Michael Allaby | |
---|---|
Born | John Michael Allaby 18 September 1933 Belper, Derbyshire, England |
Died | 4 May 2025 Dunoon, Argyll and Bute, Scotland | (aged 91)
Occupation(s) | Writer, actor |
John Michael Allaby (18 September 1933 – 4 May 2025) was a British author and actor. He was the Aventis Junior prize-winner.
Life and career
[edit]Allaby was born in Belper, Derbyshire, England on 18 September 1933.
He was a police cadet from 1949 to 1951. After that he served in the RAF from 1951 to 1954, becoming a pilot. After leaving the RAF, he worked as an actor from 1954 to 1964, including the Doctor Who serial The Keys of Marinus in which he appeared as an Ice soldier and Larn.[1] He married Marthe McGregor on 3 January 1957.
From 1964 to 1972, Allaby worked as an editor for the Soil Association in Suffolk, England, editing Span magazine from 1967 to 1972. He was a member of the board of directors for Ecosystems Ltd. in Wadebridge, Cornwall, England and was an associate editor of Ecologist from 1970 to 1972. He became a managing editor in 1972. In 1973, he became a freelance writer.

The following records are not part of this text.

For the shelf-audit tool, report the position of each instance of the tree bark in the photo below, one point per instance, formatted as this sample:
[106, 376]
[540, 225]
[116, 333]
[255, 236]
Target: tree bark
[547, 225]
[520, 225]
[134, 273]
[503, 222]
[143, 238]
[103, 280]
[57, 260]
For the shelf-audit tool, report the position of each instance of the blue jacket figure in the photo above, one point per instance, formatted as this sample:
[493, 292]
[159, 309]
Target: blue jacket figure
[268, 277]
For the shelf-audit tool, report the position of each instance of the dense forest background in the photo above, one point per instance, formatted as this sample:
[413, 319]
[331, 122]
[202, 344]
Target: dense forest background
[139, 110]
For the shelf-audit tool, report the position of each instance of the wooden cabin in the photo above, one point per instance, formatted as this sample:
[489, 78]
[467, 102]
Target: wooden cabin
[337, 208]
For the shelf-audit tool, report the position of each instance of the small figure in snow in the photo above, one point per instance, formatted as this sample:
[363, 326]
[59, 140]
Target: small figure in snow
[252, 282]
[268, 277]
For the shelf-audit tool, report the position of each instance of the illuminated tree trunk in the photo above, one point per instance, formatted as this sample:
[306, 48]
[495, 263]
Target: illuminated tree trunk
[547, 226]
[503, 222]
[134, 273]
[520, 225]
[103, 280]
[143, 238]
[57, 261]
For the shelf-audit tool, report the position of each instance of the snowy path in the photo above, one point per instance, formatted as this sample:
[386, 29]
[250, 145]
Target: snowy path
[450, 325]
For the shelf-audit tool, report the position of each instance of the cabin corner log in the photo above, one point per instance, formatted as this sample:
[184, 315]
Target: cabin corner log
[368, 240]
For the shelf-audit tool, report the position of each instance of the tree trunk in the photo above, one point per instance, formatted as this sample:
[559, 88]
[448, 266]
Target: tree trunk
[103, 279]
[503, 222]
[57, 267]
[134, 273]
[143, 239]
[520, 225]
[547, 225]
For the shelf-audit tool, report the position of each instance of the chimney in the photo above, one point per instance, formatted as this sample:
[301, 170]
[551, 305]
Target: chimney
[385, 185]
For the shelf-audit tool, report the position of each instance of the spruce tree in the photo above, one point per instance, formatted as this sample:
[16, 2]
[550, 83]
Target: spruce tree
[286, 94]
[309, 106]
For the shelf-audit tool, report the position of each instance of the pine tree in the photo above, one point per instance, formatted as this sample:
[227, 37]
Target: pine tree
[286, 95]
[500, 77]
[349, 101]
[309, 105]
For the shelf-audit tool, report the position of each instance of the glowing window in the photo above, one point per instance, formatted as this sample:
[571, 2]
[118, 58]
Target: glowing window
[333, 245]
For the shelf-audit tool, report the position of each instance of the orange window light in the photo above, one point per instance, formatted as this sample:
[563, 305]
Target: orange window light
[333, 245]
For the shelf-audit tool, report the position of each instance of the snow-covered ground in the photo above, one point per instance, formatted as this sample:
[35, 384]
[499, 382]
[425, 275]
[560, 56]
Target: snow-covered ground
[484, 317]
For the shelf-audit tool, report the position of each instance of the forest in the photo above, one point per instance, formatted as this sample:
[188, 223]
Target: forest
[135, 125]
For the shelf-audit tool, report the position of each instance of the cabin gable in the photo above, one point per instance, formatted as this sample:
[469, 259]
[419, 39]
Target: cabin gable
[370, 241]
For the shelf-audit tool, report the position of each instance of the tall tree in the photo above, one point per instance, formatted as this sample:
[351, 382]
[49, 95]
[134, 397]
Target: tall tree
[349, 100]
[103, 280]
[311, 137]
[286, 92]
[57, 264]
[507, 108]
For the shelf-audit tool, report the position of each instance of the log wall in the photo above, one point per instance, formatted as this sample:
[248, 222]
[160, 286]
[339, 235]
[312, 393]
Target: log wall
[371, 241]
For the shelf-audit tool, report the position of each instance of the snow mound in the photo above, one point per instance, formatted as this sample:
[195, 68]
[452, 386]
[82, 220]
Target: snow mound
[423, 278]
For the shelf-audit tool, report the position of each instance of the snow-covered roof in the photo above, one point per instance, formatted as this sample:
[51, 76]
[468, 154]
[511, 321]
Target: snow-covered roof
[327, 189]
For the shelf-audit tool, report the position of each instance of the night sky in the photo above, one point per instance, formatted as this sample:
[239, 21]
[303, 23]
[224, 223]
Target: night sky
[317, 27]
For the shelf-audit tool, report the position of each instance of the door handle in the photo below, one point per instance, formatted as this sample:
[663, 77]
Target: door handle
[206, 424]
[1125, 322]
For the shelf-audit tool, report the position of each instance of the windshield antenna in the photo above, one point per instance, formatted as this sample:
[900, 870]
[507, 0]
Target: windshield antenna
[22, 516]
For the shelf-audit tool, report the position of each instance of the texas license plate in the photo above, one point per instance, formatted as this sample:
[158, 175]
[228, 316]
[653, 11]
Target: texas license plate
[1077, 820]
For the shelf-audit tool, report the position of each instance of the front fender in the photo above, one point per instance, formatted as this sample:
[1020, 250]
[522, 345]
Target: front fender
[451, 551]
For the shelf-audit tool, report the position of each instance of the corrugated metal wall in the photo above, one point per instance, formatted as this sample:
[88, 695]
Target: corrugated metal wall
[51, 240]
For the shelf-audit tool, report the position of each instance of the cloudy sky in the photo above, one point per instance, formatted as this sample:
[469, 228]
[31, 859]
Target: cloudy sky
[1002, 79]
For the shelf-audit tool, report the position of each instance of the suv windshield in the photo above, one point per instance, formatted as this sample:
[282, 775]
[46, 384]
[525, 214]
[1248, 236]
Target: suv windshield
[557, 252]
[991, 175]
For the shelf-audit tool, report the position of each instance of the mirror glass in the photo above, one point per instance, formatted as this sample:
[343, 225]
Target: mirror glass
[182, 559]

He wrote widely about science, particularly about ecology and weather. He edited and wrote dictionaries and encyclopaedias for Macmillan Publishers and Oxford University Press. He co-authored James Lovelock's first two books: The Greening of Mars (1984, Warner Books, ISBN 0-446-32967-3) and Great Extinction (1983, Doubleday, ISBN 0-385-18011-X).[2] His book, The Food Chain (André Deutsch, ISBN 0-233-97681-7) was runner-up for the Times Educational Supplement Information Book Award in 1984. The New York Public Library chose Dangerous Weather: Hurricanes as one of its books for the Teen Age in 1998. He won the Aventis Junior Prize for Science Books in 2001 for How the Weather Works. He was a member of the Society for the History of Natural History, the Planetary Society, the Society of Authors, the New York Academy of Sciences, and the Association of British Science Writers.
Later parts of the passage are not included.